FEED seamlessly meshes politics and zombies. I don’t want to give too much away about the plot, but there is a lot implied about the bigger picture that isn’t fleshed out (excuse the pun), and I hope we get deeper into those murky waters of conspiracy in the next installment. In this book, the reveal of the Big Bad felt somewhat inevitable to me – and I don’t know if it was a tad obvious, or if it was just  my political preferences leaning me towards who I wanted the Big Bad to be, but you do have a sense of where its all heading. It’s the details, the investigation, and the ever present specter of disaster that make this story so riveting.

Plus, the characters are just fun – Georgia and Shaun Mason have a sibling relationship that is authentic and irreverent, and I loved watching them work. Buffy, their tech savvy poetry writing sidekick, is also an amusing bundle of weird. The politician characters do lean a bit towards caricature, but then again, they do in real life too. Georgia and Shaun’s relationship is the meat of this book, and they’re worthy of it.

I honestly was glued to FEED from beginning to end, and what an ending it is.

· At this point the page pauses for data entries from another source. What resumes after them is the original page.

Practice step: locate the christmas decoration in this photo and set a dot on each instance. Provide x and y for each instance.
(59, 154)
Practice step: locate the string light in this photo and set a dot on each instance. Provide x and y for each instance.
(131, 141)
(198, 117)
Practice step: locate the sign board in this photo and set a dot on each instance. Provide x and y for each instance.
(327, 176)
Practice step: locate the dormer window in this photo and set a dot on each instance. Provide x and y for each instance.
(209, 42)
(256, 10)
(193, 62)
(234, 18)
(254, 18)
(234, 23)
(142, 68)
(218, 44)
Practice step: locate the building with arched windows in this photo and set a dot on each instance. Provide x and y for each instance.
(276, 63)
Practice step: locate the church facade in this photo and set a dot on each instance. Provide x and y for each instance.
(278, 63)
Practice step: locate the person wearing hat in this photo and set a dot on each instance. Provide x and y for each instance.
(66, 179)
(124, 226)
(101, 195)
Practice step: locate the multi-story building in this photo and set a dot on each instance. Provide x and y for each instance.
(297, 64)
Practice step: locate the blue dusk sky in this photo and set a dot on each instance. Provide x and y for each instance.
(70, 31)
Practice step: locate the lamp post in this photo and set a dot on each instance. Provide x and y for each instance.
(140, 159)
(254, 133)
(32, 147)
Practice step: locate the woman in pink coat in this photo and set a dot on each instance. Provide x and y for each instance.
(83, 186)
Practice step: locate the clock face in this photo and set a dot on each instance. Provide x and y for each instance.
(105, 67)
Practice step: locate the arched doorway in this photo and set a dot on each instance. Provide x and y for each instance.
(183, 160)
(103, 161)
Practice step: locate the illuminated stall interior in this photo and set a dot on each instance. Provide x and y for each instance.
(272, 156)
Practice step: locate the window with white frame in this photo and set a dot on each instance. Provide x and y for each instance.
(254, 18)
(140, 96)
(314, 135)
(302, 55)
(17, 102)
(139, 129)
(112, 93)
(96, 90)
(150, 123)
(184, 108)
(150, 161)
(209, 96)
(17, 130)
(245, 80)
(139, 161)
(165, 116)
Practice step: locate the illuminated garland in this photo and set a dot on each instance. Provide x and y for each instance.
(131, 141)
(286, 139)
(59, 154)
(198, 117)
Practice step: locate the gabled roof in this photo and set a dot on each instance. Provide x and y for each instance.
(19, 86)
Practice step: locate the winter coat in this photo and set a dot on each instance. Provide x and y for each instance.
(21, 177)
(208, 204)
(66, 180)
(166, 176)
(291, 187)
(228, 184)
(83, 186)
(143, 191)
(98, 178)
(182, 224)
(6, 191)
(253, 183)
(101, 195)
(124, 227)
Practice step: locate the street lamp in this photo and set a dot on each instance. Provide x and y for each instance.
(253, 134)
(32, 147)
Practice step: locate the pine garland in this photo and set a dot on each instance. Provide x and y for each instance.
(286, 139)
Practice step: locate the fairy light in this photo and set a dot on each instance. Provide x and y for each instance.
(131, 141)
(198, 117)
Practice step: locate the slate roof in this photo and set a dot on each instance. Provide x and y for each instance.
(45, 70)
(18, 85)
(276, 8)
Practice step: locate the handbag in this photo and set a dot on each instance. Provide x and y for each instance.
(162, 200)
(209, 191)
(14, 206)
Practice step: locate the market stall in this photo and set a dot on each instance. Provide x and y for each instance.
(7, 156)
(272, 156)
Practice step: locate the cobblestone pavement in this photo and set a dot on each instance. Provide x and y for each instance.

Bold and gut wrenching – it hurt to read and I loved every page.

You don’t have to be a horror fan to enjoy these zombies.

Byrt Grade: A+

As Levar Burton used to say – you don’t have to take my word for it…

The AV Club says:

From examining the political consequences of a world constantly under siege to detailing how blogging and Internet news feeds would develop in the face of the threat, Grant’s creativity and thoroughness give her narrative an unshakable credibility. Her cast is predictable, but her commitment to them, and to their environment, makes for an exciting read.

Thea of the Book Smugglers says:

Like the most memorable works in the zombie canon, Feed uses its zombies (those reanimated corpses teeming with Kellis-Amberlee) to examine humanity. And this, dear readers, is really goddamn cool.

Zombies Are Coming says:

Feed is one of the few book, as of late, which I have picked up and gotten truly excited about once I started reading it. Not only is it a story that is immersive and captivating, but it is written by an author that is not afraid to take risks to tell the story. I found myself thinking about the story during the day and once I got into the true meat of the story I was not able to put it down, finishing the last three hundred pages, half the book, in one night.